5 Care Tips: Sacrum
The sacrum is a large, triangular-shaped bone at the bottom of the spine that connects the spine to the pelvis. The sacrum houses the sacral plexus, a major cluster of nerves that control bowel and bladder function as well as orgasm. Injuries to the sacrum often create nerve damage.
1. Bone Building Foods
The sacrum is one of the densest bones in the body, and it will keep its strength and power if you eat plenty of bone-healthy foods. Calcium-rich foods like yogurt, almond butter, figs, and dark leafy greens like kale, collard greens, and bok choy are great for feeding the bones. Vitamin C—think oranges and grapefruits—helps prevent bone loss. Make sure you get enough magnesium and potassium (sweet potatoes are a good source) as well.
2. Embrace Balance
The sacrum is all about balance and symmetry, and it’s easy for us to get out of whack. Look at your daily routines: Do you have a bag that always sits over one shoulder? Do your sacrum a favor and get a backpack to spread that weight evenly. Do you always cross the same leg when you’re sitting at your desk? Do you always carry your baby on one hip? Mix it up for sacrum health.
The sacral chakra is said to be located in line with the sacrum in the center of the pelvis. This energy center is related to sexuality, sensuality, pleasure, affection, creativity, and the ability to create life.

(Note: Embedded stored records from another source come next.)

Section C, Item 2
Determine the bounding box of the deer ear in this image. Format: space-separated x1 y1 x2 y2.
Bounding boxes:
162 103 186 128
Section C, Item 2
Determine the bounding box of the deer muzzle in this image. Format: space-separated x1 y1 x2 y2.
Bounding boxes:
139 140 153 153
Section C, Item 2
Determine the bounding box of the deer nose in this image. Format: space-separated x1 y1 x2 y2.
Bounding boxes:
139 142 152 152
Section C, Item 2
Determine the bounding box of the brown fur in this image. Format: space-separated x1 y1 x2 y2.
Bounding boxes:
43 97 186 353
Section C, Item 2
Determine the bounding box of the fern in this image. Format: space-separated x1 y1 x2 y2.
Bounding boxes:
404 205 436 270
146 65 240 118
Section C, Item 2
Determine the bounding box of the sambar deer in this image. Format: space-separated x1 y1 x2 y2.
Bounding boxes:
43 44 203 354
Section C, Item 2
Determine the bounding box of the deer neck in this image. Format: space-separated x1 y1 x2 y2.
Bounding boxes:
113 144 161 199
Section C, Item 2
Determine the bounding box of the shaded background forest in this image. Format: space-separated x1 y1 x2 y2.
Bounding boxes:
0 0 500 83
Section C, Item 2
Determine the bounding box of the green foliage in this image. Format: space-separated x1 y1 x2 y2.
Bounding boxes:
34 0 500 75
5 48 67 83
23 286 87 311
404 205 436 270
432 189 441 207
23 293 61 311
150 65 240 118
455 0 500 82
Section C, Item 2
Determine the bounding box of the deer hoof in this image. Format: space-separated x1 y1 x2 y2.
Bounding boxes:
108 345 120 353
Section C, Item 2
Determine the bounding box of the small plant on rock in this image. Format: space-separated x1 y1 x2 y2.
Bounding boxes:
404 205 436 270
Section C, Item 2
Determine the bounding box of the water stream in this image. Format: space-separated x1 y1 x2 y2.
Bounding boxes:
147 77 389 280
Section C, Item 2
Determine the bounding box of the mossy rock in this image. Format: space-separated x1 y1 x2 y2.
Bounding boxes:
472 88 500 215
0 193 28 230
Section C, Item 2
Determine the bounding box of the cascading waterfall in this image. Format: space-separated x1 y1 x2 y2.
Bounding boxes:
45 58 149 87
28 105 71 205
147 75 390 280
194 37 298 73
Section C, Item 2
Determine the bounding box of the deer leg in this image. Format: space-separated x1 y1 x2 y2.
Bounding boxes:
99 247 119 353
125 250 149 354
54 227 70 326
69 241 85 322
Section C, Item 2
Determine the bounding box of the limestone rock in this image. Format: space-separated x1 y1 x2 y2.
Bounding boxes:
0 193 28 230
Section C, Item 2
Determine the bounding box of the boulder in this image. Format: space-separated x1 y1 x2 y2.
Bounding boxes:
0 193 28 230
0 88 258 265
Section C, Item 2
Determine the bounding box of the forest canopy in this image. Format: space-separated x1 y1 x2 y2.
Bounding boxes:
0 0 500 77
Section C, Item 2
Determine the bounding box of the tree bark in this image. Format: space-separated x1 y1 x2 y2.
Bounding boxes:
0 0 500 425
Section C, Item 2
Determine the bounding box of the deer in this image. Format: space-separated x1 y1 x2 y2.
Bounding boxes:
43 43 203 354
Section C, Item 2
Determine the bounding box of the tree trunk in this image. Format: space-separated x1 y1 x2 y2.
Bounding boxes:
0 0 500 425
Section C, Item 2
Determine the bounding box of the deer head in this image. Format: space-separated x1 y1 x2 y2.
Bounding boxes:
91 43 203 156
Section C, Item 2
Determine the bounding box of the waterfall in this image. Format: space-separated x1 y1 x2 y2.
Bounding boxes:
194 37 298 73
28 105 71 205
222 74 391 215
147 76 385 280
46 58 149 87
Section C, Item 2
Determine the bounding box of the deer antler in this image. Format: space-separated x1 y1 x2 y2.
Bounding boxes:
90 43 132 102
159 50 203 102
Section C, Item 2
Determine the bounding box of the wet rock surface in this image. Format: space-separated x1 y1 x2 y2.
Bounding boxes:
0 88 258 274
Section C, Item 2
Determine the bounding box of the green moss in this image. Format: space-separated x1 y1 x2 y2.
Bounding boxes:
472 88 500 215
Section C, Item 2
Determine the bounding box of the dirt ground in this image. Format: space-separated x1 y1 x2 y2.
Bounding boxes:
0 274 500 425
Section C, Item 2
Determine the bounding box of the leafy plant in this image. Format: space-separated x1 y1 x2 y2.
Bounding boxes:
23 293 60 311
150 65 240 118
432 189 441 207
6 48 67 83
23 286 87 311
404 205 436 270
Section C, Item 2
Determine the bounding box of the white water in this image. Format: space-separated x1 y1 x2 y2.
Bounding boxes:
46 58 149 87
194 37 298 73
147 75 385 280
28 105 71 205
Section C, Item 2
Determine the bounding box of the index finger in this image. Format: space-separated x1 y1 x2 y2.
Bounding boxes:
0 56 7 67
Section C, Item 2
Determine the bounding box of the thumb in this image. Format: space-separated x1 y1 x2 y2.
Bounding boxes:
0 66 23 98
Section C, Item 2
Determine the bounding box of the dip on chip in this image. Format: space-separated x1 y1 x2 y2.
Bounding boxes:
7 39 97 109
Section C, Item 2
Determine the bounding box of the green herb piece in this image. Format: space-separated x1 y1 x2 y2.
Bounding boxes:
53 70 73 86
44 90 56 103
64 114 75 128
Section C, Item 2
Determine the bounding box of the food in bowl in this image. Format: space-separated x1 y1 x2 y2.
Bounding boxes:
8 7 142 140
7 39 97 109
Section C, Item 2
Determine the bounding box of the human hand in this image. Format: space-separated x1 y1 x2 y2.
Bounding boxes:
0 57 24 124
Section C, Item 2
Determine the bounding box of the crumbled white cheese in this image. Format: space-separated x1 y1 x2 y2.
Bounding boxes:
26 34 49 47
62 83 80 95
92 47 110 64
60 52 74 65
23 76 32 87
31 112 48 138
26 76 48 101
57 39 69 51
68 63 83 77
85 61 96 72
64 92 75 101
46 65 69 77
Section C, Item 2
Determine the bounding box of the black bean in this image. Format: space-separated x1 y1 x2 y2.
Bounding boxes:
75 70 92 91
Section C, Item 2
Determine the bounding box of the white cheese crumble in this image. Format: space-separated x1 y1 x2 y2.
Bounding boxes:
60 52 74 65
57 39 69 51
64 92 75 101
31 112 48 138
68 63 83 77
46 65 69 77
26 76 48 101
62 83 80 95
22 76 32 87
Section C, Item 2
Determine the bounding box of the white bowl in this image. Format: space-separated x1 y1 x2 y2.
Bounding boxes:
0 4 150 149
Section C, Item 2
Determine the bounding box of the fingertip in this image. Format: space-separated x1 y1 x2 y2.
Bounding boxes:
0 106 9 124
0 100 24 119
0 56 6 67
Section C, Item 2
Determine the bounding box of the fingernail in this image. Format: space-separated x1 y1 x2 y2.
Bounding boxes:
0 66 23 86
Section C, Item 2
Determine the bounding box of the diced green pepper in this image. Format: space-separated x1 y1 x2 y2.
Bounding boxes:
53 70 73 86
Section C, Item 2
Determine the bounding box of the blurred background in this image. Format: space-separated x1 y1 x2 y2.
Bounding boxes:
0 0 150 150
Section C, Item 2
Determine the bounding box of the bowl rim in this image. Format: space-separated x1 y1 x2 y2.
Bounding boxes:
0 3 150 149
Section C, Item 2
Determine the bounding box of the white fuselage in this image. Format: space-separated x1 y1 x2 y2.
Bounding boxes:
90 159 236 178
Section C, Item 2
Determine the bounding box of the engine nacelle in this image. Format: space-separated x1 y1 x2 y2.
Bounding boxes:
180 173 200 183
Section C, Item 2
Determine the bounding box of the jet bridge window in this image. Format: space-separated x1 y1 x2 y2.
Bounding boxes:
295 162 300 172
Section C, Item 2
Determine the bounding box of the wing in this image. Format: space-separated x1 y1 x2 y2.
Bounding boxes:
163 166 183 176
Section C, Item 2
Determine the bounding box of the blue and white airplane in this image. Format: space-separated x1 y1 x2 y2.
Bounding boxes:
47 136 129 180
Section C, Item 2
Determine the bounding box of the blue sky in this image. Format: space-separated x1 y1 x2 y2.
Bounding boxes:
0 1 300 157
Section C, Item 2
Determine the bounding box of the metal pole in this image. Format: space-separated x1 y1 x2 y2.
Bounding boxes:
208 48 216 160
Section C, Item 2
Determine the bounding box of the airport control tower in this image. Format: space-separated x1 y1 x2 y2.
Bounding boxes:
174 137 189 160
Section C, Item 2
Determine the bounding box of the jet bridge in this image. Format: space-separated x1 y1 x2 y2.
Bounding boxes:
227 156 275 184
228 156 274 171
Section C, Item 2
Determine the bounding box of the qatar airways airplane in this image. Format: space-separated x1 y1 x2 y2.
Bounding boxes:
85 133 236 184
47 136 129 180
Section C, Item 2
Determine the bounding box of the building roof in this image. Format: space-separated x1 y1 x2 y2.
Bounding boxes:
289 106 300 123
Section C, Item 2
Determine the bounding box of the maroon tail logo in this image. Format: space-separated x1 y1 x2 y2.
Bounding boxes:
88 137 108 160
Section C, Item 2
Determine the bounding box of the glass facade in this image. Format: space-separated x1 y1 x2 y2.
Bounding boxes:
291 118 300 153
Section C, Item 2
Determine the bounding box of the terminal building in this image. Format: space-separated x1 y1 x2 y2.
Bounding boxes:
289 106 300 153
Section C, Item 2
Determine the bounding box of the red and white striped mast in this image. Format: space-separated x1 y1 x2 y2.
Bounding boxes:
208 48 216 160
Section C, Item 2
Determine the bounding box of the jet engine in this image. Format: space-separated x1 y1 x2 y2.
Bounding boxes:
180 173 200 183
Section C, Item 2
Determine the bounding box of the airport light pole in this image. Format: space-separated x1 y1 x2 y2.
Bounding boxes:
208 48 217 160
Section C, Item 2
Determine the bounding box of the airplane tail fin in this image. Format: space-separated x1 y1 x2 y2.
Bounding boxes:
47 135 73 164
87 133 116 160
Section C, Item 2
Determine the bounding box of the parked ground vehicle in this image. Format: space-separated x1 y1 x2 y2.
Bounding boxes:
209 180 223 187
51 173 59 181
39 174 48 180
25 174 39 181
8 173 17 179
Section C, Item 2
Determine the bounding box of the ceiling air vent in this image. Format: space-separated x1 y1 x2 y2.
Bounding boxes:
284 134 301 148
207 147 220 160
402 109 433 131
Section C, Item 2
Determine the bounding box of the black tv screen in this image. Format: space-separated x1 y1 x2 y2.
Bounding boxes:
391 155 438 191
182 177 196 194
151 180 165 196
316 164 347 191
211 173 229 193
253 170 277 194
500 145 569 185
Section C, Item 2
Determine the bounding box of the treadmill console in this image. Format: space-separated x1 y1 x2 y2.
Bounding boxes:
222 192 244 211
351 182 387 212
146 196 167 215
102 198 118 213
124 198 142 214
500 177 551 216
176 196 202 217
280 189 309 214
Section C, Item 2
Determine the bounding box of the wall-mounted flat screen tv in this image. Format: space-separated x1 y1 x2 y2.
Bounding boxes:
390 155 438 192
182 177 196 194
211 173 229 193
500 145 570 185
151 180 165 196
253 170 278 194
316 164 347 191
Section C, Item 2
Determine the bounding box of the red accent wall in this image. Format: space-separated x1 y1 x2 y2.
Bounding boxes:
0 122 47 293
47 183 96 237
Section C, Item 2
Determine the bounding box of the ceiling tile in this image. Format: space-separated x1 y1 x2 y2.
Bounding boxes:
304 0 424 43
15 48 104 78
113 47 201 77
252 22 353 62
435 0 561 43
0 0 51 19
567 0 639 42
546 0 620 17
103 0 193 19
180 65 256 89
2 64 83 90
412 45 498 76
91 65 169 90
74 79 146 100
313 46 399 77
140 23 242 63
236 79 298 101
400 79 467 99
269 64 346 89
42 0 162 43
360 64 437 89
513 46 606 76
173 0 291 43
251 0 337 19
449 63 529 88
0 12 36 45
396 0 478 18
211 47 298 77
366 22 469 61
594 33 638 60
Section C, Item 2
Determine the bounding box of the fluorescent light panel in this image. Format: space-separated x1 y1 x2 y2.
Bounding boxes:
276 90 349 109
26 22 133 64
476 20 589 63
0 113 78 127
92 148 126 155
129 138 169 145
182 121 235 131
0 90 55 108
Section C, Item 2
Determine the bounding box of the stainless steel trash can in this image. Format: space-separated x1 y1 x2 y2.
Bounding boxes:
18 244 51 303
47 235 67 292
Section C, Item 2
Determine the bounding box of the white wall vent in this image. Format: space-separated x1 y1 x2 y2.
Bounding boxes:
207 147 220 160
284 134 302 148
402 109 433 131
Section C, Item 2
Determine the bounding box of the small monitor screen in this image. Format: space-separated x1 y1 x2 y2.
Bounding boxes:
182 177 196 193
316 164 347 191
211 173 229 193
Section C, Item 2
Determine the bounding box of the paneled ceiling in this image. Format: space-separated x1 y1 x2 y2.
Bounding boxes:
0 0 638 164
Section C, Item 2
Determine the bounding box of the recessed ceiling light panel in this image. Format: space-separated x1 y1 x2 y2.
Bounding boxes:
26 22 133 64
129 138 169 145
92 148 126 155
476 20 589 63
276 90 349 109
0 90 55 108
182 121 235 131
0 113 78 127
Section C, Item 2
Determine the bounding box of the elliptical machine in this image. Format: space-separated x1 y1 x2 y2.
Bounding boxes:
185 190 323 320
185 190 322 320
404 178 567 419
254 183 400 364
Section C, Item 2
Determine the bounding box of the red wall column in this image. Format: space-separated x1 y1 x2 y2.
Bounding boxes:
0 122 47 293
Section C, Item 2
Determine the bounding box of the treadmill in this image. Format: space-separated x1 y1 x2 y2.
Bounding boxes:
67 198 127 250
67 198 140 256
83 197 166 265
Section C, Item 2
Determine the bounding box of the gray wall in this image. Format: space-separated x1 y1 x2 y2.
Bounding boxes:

3. Connect With Sacral Energy
The sacrum is the location of the sacral chakra, which is related to our sexuality, sensuality, creativity, and intimate relationships. Take some time to connect with this energy center by sitting comfortably and placing your palms over your low belly inline with your sacrum. Relax the lower belly and breathe deeply into the space behind your hands, allowing any thoughts or emotions to simply rise and fall. You may like to write down anything you noticed afterward.
The sacrum bone is so dense that it takes longer to decompose than other bones in the body. As a result, many ancient traditions had particular reverence for the sacrum, considering it to have special powers.
4. Strengthen the Glutes
One of the best ways to soothe sacral pain is to strengthen the glutes and outer hips. Here’s one way to do that: Lie on your side with your knees together. Gently engage your core and extend your top leg. Flex the foot and point the foot slightly down, so that the leg is internally rotated. Lift the leg straight up, then lower it down. Aim for 20 repetitions, but start with five or ten if your muscles get fatigued. You can follow this exercise with the Thread the Needle Pose from No. 5.
The sacrum is a little wider and more flexible in women than men so that women can bear children. Sometimes people get lower back painbecause the sacrum has “nodded” a little too far in one direction or because of sitting asymmetrically. This is more likely in women, especially during pregnancy and menstruation.
5. Stop Sciatica
The sacrum is the location of the sciatic nerve, which can get pinched by the piriformis muscle, causing a shooting sensation down the leg. Severe cases of sciatica can be debilitating. One of the best tools to prevent sciatica is the Thread the Needle pose.
Lie on your back and then place your right ankle on your left thigh. Gently press the right knee away from your face, and if it feels okay, bring the left leg in by holding onto the thigh (right hand would go between the legs). If you rock the legs slightly to the left, you may feel the hip opening a bit more intensely and closer to the piriformis. Stay for 5–10 breaths, then switch sides.